Less than a year after Massachusetts voters approved legalizing marijuana and taxing it at a rate of 12 percent, lawmakers already seek a larger take of the dealer’s cut.
In shifting marijuana from decriminalized to legal status, voters permitted a maximum tax of 12 percent on sales of the sweet leaf. Seven months later, the state legislature seeks to grab more of pot profits by permitting taxes as high as 28 percent.
It’s not as though those in the reefer business didn’t see the state coming for their business.
Nine years ago, I sat down with two longtime pot dealers in the Beacon Hill Pub a short walk from where the Great and General Court does business. The sixtysomething sinsemilla sectaries viewed legalization as a way to corporatize a mom-and-pop enterprise.
“Should it be legal? Yes. Do we want it legal? No,” declared cue-balled “Charlie,” dealing for decades within eyeshot of the state capitol. “Mark,” sporting a Pancho Villa mustache, informed, “Every time I go over to Hempfest, I chant: ‘Keep Marijuana Illegal.”

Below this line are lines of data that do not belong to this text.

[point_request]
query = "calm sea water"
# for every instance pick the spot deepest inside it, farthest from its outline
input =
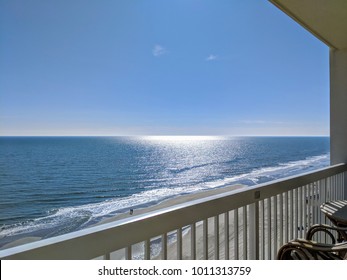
(54, 185)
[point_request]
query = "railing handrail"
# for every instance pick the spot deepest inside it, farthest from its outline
(99, 240)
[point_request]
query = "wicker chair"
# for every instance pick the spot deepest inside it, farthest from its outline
(307, 249)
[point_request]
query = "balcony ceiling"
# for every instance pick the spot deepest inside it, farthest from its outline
(326, 19)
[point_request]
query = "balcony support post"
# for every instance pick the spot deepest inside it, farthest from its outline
(254, 231)
(338, 112)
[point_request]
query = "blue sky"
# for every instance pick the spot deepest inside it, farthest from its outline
(183, 67)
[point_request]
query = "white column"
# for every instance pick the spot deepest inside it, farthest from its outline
(338, 107)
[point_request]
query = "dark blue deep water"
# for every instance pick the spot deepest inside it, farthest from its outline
(54, 185)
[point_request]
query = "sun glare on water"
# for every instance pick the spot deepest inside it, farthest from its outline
(180, 138)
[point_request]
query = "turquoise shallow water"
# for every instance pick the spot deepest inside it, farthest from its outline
(54, 185)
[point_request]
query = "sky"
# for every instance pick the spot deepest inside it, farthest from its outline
(183, 67)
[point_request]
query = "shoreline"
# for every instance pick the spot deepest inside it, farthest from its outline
(163, 204)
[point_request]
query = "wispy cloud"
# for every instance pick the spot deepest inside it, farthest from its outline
(158, 50)
(211, 57)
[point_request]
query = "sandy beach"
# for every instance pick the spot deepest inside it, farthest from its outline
(172, 252)
(137, 249)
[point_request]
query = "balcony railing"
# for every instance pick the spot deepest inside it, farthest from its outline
(249, 223)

At the time, a pot legalization proposal sought to impose a $150-an-ounce tax on the low-grade marijuana most commonly bought and smoked. In effect, the proposal aimed to double the price of a joint. This go-around, the proposed law allows for an end-around on the taxes by smokers using “medical” marijuana, which the bill exempts from the proposed taxation.
“If you had to pay the licensing fee, it wouldn’t necessarily be cost prohibitive,” Mark explained. “But with the taxes, your clientele is going to disappear. A lot of people would just balk at paying that.”
Apart from raising taxes, the 48-page omnibus bill currently before the Great and General Court seeks to expand a cannabis board to five members, prohibit localities from enforcing laws against the transportation or delivery of pot, maintain a database on people using medical marijuana, and seize weed from those, such as Charlie and Mark, not given the state’s imprimatur to sell. The proposed law authorizes investigations and audits of the pot dispensaries. It imposes stringent testing on the product. And it directs the authorized marijuana dealers to “abide by an affirmative action program” in hiring.
For pot dealers not keen on turning over their profits to the Commonwealth of Massachusetts or eager to undergo annual audits, the law establishes a “division of cannabis enforcement” in the attorney general’s office regarding a product that voters just legalized and long ago decriminalized.
Ironically, veteran dealers such as Mark and Charlie face a government more eager to put them out of business now than when they peddled an illegal product as consumers may boost their business by more enthusiastically turning to their cheaper, black-market pot.
The more than 54 percent who voted to legalize marijuana in November’s election authorized a tax of no more than 12 percent. The 28 percent tax represents a 133 percent increase over the initial rate. Legislators seek to hold a vote on Thursday. Smoking citizens may counter by voting with their wallets.